Here is a graph that shows how much I love graphs compared to how much I dislike statistics:
It’s a little confusing, though, because this love includes visualisation of website access numbers – which are still called “statistics”. But they’re just the data, and nobody is asking me to do a T-test on the numbers and then grill me about R values and curve fitting and probabilities.
I also really love Information is Beautiful. I have the book, and enjoyed David McCandless’ talk at Science Online this year.
And in undergrad, where I avoided statistics like the plague, a friend and I spent a few days drawing absurd graphs of absolutely everything, xkcd-style, based on fictional scenarios. My favourite of the batch was the number of visitors to the university cafeteria plotted against the cooking time of the green beans they served. It peaked at 10 minutes, but of course it was never that busy, because the beans were always cooked for about 20 minutes.
Years later, in October 2008, a few months after I got completely annoyed by prettifying all the graphs in my PhD thesis, I made a similarly silly graph showing my happiness and IQ over time.
I also make more serious graphs for fun. For the past eleven months (since I moved), I’ve religiously tracked every single penny I spent, and sorted the resulting amounts in a pie chart, to see where my money goes.

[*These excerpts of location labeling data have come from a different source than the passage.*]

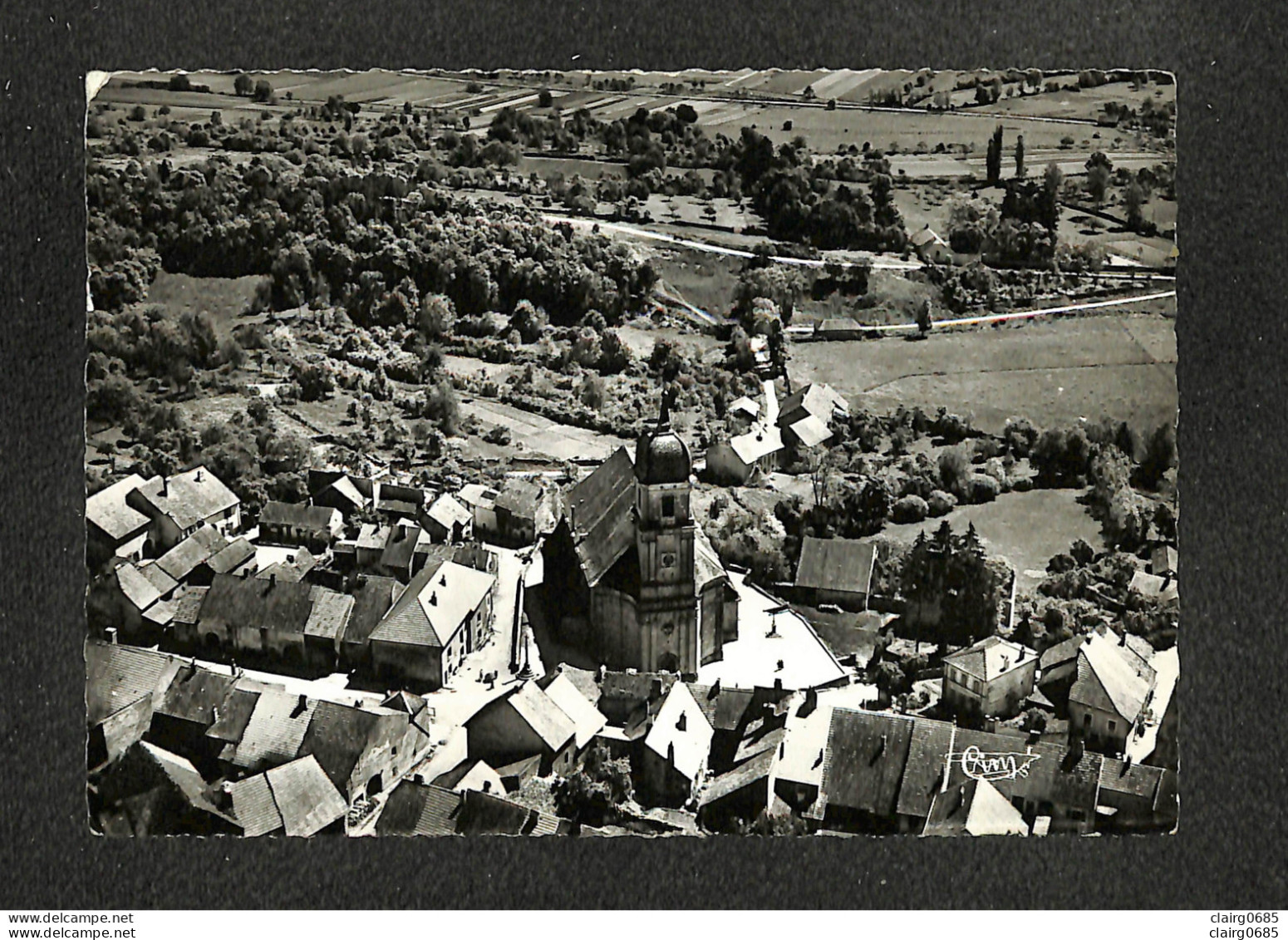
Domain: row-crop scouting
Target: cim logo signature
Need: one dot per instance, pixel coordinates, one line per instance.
(995, 765)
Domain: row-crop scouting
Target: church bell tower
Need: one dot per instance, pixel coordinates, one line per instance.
(667, 613)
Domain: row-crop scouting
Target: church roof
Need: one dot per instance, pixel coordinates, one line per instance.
(599, 515)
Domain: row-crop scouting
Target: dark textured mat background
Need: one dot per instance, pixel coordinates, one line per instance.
(1231, 848)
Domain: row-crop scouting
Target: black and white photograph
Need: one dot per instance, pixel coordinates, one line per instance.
(761, 452)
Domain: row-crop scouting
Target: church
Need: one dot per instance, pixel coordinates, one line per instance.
(632, 578)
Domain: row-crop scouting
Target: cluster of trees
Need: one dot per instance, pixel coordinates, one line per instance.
(372, 243)
(951, 586)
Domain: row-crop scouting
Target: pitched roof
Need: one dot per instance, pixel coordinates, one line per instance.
(864, 760)
(692, 743)
(117, 677)
(276, 729)
(599, 514)
(477, 495)
(587, 719)
(254, 806)
(189, 497)
(344, 487)
(810, 431)
(108, 510)
(519, 497)
(340, 736)
(924, 771)
(143, 585)
(234, 555)
(756, 443)
(417, 809)
(744, 775)
(1133, 780)
(552, 722)
(330, 613)
(372, 598)
(304, 796)
(819, 400)
(1154, 586)
(184, 778)
(447, 511)
(925, 236)
(194, 694)
(974, 808)
(1060, 653)
(234, 715)
(435, 605)
(836, 564)
(197, 548)
(299, 515)
(286, 605)
(706, 563)
(1112, 675)
(991, 658)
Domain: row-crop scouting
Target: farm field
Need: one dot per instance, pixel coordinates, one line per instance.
(1051, 372)
(543, 436)
(223, 298)
(1025, 528)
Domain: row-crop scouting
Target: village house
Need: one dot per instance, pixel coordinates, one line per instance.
(366, 750)
(480, 503)
(737, 460)
(836, 571)
(297, 623)
(154, 792)
(1136, 797)
(112, 527)
(758, 448)
(522, 510)
(339, 491)
(675, 752)
(992, 677)
(178, 505)
(295, 797)
(882, 773)
(630, 577)
(121, 688)
(449, 519)
(194, 553)
(838, 328)
(472, 774)
(443, 616)
(299, 524)
(1112, 693)
(930, 246)
(1058, 668)
(974, 808)
(117, 602)
(524, 722)
(804, 416)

The different categories are roughly coloured by whether I can reduce them or not. (I’m not showing the legend for personal reasons, but can tell you that pink represents money spent on the cat. I didn’t have my cat with me most of the year, so this is pretty small, and the only section where I’m planning an increase in spending. Although, as I type this, the same cat is pulling decorations off the Christmas tree in the background. Reduce spending! Reduce!)

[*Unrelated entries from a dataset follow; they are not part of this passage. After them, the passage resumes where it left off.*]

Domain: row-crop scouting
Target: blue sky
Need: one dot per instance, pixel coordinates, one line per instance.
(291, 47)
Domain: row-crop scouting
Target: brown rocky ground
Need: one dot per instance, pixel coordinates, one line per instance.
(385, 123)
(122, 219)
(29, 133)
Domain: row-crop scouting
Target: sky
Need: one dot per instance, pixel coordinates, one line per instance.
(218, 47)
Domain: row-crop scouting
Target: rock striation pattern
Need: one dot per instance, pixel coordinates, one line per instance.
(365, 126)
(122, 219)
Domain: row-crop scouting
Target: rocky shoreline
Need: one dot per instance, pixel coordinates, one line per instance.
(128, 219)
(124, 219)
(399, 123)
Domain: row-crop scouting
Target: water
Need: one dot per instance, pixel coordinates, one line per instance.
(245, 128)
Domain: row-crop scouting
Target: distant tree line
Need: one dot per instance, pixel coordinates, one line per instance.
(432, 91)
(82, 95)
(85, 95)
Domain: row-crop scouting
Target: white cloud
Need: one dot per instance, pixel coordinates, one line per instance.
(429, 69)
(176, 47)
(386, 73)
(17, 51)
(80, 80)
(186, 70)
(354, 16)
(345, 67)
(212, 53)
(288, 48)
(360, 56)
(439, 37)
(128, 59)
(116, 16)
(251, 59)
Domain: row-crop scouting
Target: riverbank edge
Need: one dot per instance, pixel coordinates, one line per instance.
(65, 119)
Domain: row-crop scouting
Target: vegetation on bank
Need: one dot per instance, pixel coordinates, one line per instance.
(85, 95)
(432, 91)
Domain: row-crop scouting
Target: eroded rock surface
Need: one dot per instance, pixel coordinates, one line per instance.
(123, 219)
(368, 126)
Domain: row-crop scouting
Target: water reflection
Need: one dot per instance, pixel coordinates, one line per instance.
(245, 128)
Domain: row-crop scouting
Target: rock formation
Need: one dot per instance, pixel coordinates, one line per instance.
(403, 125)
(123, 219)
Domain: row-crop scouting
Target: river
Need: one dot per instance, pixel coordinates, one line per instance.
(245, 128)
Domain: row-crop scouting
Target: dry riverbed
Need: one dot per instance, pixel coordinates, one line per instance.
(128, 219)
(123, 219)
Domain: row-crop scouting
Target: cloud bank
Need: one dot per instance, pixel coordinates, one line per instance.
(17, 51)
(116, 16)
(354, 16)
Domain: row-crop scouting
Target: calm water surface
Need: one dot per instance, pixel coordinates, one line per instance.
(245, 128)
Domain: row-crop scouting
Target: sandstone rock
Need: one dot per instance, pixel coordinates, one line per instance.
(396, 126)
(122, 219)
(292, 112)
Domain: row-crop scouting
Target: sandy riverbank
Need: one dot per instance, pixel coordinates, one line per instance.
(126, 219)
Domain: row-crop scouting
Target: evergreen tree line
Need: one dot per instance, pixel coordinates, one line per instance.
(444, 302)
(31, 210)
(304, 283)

Another graph I really like is this one. They’re individuals visiting the Node, showing clear dips in weekends.
We now (finally) got stats on our Nature Network blogs as well, but since mine only started tracking on December 24, they’re not very exciting yet. I’m intrigued, though.
Why do I like graphs but not the other kind of stats?
What data visualisation does that R values and T tests don’t, is make it immediately clear what you’re looking at, and how it’s relevant to the real world. Setting P<0.05 as the cut-off value for "statistical significance" is not relevant to the real world. It's arbitrary, and it even affects which data are published.
Here's a graph I've discussed on the blog before. It comes from a study showing that in a certain field, reported P-values are almost never just above 0.05, implying data manipulation or adding more experiments to get to just below 0.05 and allow it to be "significant".
And I’ve got to say: as much as I don’t like the arbitrariness of “statistical significance” and the rules about which analysis to use for what kind of data, I really like this graph.
So, you see, it’s complicated. Initially, I was going to title the post “The Fear of Stats”, but as I started writing, I realized I wasn’t scared of stats: just bored and annoyed and wondering, indeed, what they had to do with various things. Keeping track of lots of data makes for pretty graphs and useful trends. Those kinds of stats are cool. But statistical analysis of data doesn’t always make sense to the people using it. Not just because it’s complicated, but because it’s not always informative of what they’re looking at. It has to make sense in context. You have to be able to actually answer the question “what’s stats go to do with it?”, and not just use it rhetorically like I did in most of this post.